Citing the strategies other industries successfully used to reign in skyrocketing costs while maintaining product availability and quality, University of Pennsylvania health care innovation expert David Asch writes that real health care change requires the removal of the field’s “choke point” — the physician-patient gateway to care.

David Asch, MD, MBA, University of Pennsylvania
David Asch, MD, MBA, Executive Director of the Penn Medicine Center for Health Care Innovation and LDI Senior Fellow.

“So long as we continue to think of health care as a service that happens when patients connect with doctors, we shackle ourselves to a system in which increased patient need must be met with more doctors,” Asch and his co-authors write in a Perspective in the May 16 issue of the New England Journal of Medicine (NEJM). The commentary is entitled “Toward Facilitated Self-Service in Health Care.”

Asch, MD, MBA, is the Executive Director of the Penn Medicine Center for Health Care Innovation and an LDI Senior Fellow.
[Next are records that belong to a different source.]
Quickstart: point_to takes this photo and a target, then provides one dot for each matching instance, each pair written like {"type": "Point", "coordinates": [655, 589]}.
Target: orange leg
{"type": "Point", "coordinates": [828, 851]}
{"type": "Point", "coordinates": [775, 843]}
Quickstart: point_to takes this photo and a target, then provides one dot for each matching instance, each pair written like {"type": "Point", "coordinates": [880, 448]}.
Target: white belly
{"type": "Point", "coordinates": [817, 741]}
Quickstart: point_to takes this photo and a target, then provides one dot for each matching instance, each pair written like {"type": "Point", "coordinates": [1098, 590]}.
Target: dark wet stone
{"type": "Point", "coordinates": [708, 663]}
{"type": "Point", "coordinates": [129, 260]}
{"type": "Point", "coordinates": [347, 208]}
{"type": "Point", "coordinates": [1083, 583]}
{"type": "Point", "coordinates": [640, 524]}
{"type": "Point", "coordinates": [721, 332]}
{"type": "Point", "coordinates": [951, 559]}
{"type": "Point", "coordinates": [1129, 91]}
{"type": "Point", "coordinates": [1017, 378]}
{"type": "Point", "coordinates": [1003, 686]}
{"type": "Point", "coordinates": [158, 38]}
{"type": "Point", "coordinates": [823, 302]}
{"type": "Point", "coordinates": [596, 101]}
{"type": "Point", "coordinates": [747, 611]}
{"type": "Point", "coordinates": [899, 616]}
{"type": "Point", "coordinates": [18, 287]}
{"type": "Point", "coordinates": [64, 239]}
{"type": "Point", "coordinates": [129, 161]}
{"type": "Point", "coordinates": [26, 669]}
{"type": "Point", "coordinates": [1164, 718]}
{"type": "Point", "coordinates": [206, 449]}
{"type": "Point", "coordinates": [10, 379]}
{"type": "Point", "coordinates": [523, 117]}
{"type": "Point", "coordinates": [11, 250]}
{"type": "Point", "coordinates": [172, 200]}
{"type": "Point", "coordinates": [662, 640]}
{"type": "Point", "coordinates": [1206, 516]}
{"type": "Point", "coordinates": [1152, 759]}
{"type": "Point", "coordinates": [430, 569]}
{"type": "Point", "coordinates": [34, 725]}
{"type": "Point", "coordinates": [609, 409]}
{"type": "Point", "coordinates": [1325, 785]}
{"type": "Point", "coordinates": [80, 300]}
His co-authors are Sean Nicholson, PhD, Cornell University Professor of Policy Analysis and Management, and Marc L. Berger, MD,  former Vice President of Real World Data and Analytics at Pfizer.

Turbo Tax for health care

“Other industries,” they point out, “overcame similar constraints in various ways — McDonald’s pioneered a production line approach to fast food, for example — but more recent transformations have come from facilitated self-service. Taxpayers abandoned tax preparers when Turbo Tax created a new pathway to do what they wanted. Until we invent the TurboTax of health care, we won’t achieve the kind of productivity gains needed for transformative change in quality, access, or cost (in health care).”

The NEJM Perspective piece points out that primary care physicians are the most expensive method for providing primary care services when large portions of the populations’ routine ailments could be managed in a more automated, tiered manner.

Clinical pathways for common medical conditions aim to make care algorithmic so it isn’t science fiction to suggest that hypertension could be managed using a bot.

David Asch

Tiered response

“Clinical pathways for common medical conditions aim to make care algorithmic,” the authors write, “so it isn’t science fiction to suggest that hypertension could be managed using a bot, with a nurse available for second-line support and a primary care physician serving as the third line.”

“An efficient industry wouldn’t lead with primary care, but would reserve it for cases for which lower levels of support haven’t been enough,” continued Asch and colleagues. “Change in other industries has typically started with lower-complexity services and gradually been applied to more complex services.”

“Because so much care is or can be algorithmic,” they continued, “hypertension, hyperlipidemia, anticoagulation, diabetes, and other common problems might be far more efficiently managed by a bot than by individual clinicians whose practices often deviate from guidelines. Creating the rules for basic care and the handling of exceptions doesn’t seem hard, but making such approaches acceptable to patients and clinicians is essential.”